We’re now entering the October candy vortex, where my kids wake up asking for chocolate and sugar seems to seep through the doorjambs and under the windows.
Of course, we’ll indulge in a few treats. But first, the three of us enjoyed the afternoon making Pumpkin Apple Mini-Muffins, which we’ll bring to Halloween parties this week. The muffins are made from the Pumpkin Apple Bread recipe in our newest newsletter, out Nov. 1. Subscribe (it’s free!) and you’ll get the recipe. We were lucky to have gorgeous pie pumpkins to roast and a batch of my neighbor’s fresh applesauce for the batter. There’s no avoiding the candy. But these mini-muffins are even sweeter to me.
Amanda says
> Hi Shannon,
>
> Your muffins looked amazing! I would love to make some of these for
Halloween. Would you post the recipe?? 🙂
>
> Thanks,
>
> Amanda
Alison says
Here’s our recipe:
(Although we roast our pumpkin and make fresh apple sauce with what we’ve freshly picked, feel free to use canned pumpkin puree and jarred applesauce.) Happy cooking!
Apple Pumpkin Bread
Makes 4 mini loaves
½ cup canola oil
½ cup light brown sugar, packed
½ cup white sugar
2 teaspoons vanilla extract
1 cup applesauce
1 cup pumpkin puree (see simple roasting instructions below)
2 eggs
2 ¼ cups flour
2 teaspoons cinnamon
1 teaspoon baking powder
2 teaspoons baking soda
1 teaspoon salt
1/8 teaspoon ground cloves
1/8 teaspoon nutmeg
1/8 teaspoon ground ginger
1/3 cup milk
Pre-heat oven to 350 degrees.
In a large bowl, measure the dry ingredients (flour, baking soda, baking powder, cinnamon, baking soda, salt, cloves, nutmeg and ginger) and mix together. Set aside.
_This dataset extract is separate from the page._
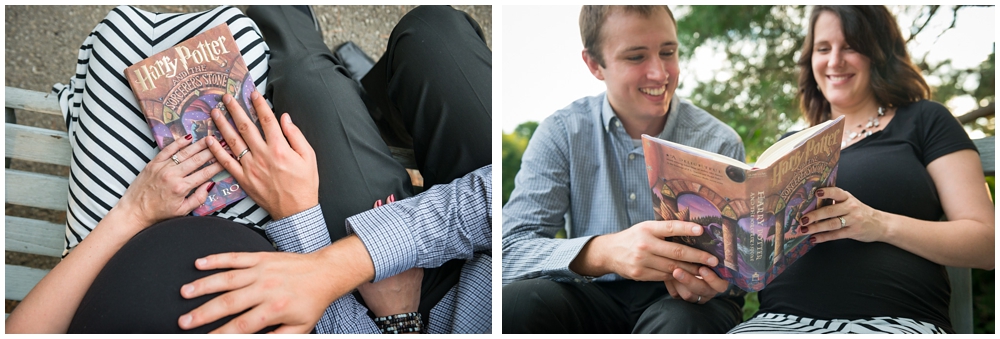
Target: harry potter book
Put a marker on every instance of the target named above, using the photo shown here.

In a separate bowl, using an electric mixer, beat the canola oil and sugar together. Add the eggs and vanilla and mix well. Pour in the apple sauce and pumpkin puree and blend well. Gradually add in the dry ingredients and mix until well combined. Pour in the milk and mix for another minute. Grease four mini loaf pans and distribute the batter evenly. Bake for 25-30 minutes. Cool. If freezing, wrap well in aluminum foil and then in plastic wrap.
Simple Pumpkin Puree
1 large pie pumpkin or two smaller sugar pumpkins
Pre-heat the oven to 400 degrees. Cut the pumpkin in half or quarters using a very sharp knife. Scrape out the seeds and place face up on a baking sheet lined with aluminum foil. Roast in the oven until fork tender for about an hour. Remove from the oven and cool until ready to handle. Remove flesh from the skin of the pumpkin using a spoon and puree in a food processor, blender or by hand with an immersion blender. You can use a touch of water to make it smoother.
Amanda says
THANKS!!
Kelly says
These look absolutley marvelous. My kids love anything pumpkin. Think I will have to try these tonight so that there is something to take skating at 6:30 tomorrow am.
Keep up the great work:)
Jackie says
I just made these mini-pumpkin loaves and they are delicious! Even my pickiest son loved it. Thanks, Alison!